Tres cirujanos fueron condenados a prisión ayer por realizar operaciones innecesarias en un establecimiento que la prensa italiana ha bautizado la “clínica del horror”.
La fiscalía demostró que 83 pacientes de la clínica Santa Rita de Milán fueron sometidos a operaciones innecesarias, incluidas amputaciones, para que los cirujanos pudieran cobrar enormes reembolsos del sistema de salud estatal.
El jefe de cirugía, Pier Paolo Brega Massone, fue condenado a 15 años y medio de prisión por causar dolor con operaciones innecesarias con el solo fin de obtener “ganancias profesionales y económicas”.
Los otros dos cirujanos fueron condenados a seis y 10 años de prisión.
“Brega Massone es un delincuente que cometió el más terrible de los pecados: traicionar a aquellos que confiaron en él, sus pacientes”, dijo la Asociación Profesional de Médicos de Italia, la cual interpuso una demanda ligada al proceso judicial por tres millones de euros (4,2 millones de dólares) por daños a la profesión.
Brega afirmó que era inocente y que era utilizado como chivo expiatorio. El abogado del jefe de cirujanos dijo que apelaría el veredicto.
Varias mujeres fueron sometidas a mastectomías por simples casos de inflamación, no de cáncer. Otros pacientes con neumonía fueron operados para extirparles tejido pulmonar.
Durante el juicio, los fiscales reprodujeron algunas de las conversaciones telefónicas interceptadas por la policía.
Los médicos habían sido arrestados en el 2008 luego de que las conversaciones grabadas indicaran que estaban ávidos por hacer cirugías.
Las víctimas empezaron a contar también las experiencias vividas en Santa Rita. Riziero Scocchetti, de 72 años, relató que a su hermana María Luisa, que murió el 11 de diciembre de 2006, la operaron del pulmón cuando tenía un cáncer terminal de mama. “Pedí a los médicos que la dejaran morir en paz, pero ellos me aseguraban que estaban haciendo todo lo posible por salvarla”. La mujer vivió ocho días de cruel agonía. La Fiscalía consideró que es estaba ante un caso de “puro encarnizamiento”.

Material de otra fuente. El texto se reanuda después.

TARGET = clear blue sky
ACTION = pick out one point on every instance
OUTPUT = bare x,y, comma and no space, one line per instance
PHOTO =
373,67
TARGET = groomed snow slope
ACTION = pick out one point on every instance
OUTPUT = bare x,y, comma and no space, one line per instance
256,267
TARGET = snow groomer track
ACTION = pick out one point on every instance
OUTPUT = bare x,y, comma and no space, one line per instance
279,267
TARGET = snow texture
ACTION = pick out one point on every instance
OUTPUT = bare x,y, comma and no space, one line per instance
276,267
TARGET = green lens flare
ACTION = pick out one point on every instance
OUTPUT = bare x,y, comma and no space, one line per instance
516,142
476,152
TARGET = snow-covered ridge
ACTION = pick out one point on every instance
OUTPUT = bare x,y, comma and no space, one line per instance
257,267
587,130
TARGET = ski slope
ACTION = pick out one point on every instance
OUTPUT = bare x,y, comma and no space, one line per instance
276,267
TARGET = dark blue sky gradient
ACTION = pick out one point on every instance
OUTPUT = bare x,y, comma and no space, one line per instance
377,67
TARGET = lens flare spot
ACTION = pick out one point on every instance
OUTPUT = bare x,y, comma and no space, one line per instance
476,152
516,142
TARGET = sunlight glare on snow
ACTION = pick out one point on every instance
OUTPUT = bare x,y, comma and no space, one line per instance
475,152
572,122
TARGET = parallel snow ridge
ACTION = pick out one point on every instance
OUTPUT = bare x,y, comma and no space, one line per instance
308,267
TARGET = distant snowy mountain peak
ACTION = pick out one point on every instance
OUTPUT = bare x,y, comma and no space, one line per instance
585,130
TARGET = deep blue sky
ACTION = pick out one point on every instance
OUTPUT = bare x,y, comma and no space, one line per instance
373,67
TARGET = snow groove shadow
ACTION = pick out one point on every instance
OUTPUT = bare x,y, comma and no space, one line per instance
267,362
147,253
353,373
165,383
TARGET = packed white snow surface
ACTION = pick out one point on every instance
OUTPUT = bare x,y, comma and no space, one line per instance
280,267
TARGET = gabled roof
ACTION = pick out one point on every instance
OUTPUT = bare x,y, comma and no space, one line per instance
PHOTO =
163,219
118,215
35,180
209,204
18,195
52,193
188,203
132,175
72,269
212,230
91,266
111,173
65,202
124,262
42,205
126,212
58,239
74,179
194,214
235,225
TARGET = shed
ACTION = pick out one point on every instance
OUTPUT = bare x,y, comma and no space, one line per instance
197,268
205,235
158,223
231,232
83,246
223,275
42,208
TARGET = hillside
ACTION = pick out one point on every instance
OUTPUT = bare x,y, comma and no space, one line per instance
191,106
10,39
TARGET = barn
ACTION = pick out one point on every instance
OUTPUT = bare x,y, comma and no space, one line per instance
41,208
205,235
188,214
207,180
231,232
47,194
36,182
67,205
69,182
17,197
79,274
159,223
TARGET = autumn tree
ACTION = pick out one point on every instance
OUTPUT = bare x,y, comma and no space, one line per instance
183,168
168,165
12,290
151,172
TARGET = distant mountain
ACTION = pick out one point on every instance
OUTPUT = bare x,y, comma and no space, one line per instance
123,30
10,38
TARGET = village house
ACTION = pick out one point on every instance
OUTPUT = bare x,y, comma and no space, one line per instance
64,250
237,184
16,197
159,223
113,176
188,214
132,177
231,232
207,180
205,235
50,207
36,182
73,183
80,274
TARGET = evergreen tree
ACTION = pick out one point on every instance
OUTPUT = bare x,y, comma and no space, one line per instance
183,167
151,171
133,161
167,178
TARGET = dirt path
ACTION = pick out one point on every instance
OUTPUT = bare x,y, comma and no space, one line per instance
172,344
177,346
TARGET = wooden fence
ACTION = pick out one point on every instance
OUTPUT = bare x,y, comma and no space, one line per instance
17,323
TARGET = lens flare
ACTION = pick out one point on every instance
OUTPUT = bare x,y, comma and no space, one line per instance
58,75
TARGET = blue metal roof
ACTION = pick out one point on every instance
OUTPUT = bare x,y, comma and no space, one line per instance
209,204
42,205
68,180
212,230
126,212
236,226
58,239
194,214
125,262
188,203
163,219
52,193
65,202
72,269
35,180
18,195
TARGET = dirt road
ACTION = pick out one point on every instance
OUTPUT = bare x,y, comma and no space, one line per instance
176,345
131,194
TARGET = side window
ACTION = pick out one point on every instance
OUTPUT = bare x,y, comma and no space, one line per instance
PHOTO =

Alfredo Scordo, de 76 años, fue operado en abril de 2005. Sufría una pulmonía en proceso de curación, pero los médicos le extirparon los nódulos linfáticos y le seccionaron un pulmón. “Me abrieron la espalda y me tuvieron cuatro horas en el quirófano. Cuando cambia el tiempo, me duele”.
A finales de septiembre de 2008, cuando se inició la investigación, el responsable de cirugía torácica, Massone, ahora en la cárcel, mandó este SMS a una colega: “No puedo dormir. Estoy desesperado. Entre los historiales, quién sabe cuántos saldrán a la luz, y me arrestarán por estafador”. Firmado: “El Arsenio Lupin de la cirugía”. El dueño del sanatorio es el notario Francesco Paolo Pipitone.